We arrange all of the core imports and outline the basic information buildings wanted to handle duties and brokers. We outline Task and Agent as structured entities to cleanly orchestrate work. By doing this, we be sure that each a part of the system has a constant and dependable basis. Check out the FULL CODES here.

AGENT_REGISTRY = {
   "researcher": Agent(
       identify="researcher",
       position="Research Specialist",
       experience="Information gathering, evaluation, and synthesis",
       system_prompt="You are a analysis specialist.

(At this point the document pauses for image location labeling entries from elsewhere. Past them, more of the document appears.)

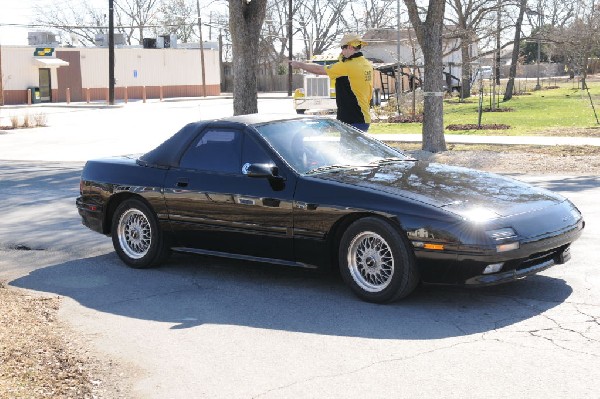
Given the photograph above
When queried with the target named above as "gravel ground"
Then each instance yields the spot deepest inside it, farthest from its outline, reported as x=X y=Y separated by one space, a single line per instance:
x=41 y=357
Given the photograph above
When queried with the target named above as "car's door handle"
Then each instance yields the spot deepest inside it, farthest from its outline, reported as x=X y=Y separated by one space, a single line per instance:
x=182 y=182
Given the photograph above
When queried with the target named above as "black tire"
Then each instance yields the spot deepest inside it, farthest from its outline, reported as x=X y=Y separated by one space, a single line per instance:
x=376 y=262
x=136 y=235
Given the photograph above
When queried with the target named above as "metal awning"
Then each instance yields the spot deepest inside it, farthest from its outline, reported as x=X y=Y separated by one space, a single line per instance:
x=49 y=62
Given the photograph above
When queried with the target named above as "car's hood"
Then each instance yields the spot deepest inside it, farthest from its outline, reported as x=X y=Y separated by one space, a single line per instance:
x=471 y=193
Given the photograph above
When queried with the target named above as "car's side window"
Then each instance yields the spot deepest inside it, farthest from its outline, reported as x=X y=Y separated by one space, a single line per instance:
x=215 y=150
x=253 y=152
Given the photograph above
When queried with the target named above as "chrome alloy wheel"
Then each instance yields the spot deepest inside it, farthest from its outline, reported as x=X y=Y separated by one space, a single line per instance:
x=135 y=233
x=370 y=261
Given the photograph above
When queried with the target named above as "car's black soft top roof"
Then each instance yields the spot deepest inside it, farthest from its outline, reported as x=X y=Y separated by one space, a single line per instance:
x=170 y=151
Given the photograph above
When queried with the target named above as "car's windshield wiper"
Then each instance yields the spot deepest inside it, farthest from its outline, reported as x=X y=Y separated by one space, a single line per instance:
x=330 y=168
x=391 y=160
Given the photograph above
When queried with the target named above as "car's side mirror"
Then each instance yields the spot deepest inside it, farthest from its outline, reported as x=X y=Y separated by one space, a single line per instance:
x=261 y=170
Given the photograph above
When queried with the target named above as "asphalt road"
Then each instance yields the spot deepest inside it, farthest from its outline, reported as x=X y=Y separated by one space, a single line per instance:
x=205 y=327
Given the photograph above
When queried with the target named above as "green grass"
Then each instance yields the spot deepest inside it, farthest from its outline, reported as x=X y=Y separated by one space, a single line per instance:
x=563 y=111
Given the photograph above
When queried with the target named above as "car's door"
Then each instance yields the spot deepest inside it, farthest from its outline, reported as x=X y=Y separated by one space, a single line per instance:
x=214 y=206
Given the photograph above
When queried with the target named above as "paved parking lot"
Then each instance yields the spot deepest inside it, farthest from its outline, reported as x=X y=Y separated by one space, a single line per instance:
x=205 y=327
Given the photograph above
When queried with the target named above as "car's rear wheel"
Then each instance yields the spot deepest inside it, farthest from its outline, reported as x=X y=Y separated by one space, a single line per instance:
x=136 y=235
x=375 y=261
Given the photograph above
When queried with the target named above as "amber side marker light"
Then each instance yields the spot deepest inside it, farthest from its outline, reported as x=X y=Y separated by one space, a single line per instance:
x=437 y=247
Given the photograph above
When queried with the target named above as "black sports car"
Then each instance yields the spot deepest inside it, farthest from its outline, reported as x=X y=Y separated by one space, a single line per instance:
x=314 y=192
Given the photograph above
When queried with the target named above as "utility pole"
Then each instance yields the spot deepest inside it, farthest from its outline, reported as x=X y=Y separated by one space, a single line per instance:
x=539 y=12
x=1 y=80
x=111 y=53
x=290 y=53
x=398 y=75
x=201 y=50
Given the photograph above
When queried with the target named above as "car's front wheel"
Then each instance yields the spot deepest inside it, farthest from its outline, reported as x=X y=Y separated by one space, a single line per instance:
x=136 y=235
x=375 y=261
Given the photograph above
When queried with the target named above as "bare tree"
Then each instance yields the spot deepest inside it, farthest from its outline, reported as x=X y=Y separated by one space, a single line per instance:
x=512 y=73
x=467 y=21
x=138 y=14
x=579 y=41
x=321 y=23
x=370 y=14
x=245 y=22
x=429 y=36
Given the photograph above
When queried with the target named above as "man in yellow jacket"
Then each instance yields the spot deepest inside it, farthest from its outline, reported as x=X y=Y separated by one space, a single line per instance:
x=353 y=76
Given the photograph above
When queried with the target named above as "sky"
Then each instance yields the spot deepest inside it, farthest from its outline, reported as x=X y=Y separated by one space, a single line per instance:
x=22 y=12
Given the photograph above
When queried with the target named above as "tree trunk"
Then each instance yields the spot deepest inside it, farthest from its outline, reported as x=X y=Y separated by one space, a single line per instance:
x=512 y=73
x=429 y=35
x=245 y=22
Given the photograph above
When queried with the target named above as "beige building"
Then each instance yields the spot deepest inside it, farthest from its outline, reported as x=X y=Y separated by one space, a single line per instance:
x=48 y=74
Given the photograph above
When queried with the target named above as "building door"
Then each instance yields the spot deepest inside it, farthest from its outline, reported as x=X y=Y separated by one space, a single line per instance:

Provide thorough analysis on subjects."
   ),
   "coder": Agent(
       identify="coder",
       position="Software Engineer",
       experience="Writing clear, environment friendly code with greatest practices",
       system_prompt="You are an skilled programmer. Write clear, well-documented code."
   ),
   "author": Agent(
       identify="author",
       position="Content Writer",
       experience="Clear communication and documentation",
       system_prompt="You are a skilled author. Create clear, partaking content material."
   ),
   "analyst": Agent(
       identify="analyst",
       position="Data Analyst",
       experience="Data interpretation and insights",
       system_prompt="You are a information analyst. Provide clear insights from information."
   )
}


class LocalLLM:
   def __init__(self, model_name: str = "TinyLlama/TinyLlama-1.1B-Chat-v1.0"):
       self.tokenizer = AutoTokenizer.from_pretrained(model_name)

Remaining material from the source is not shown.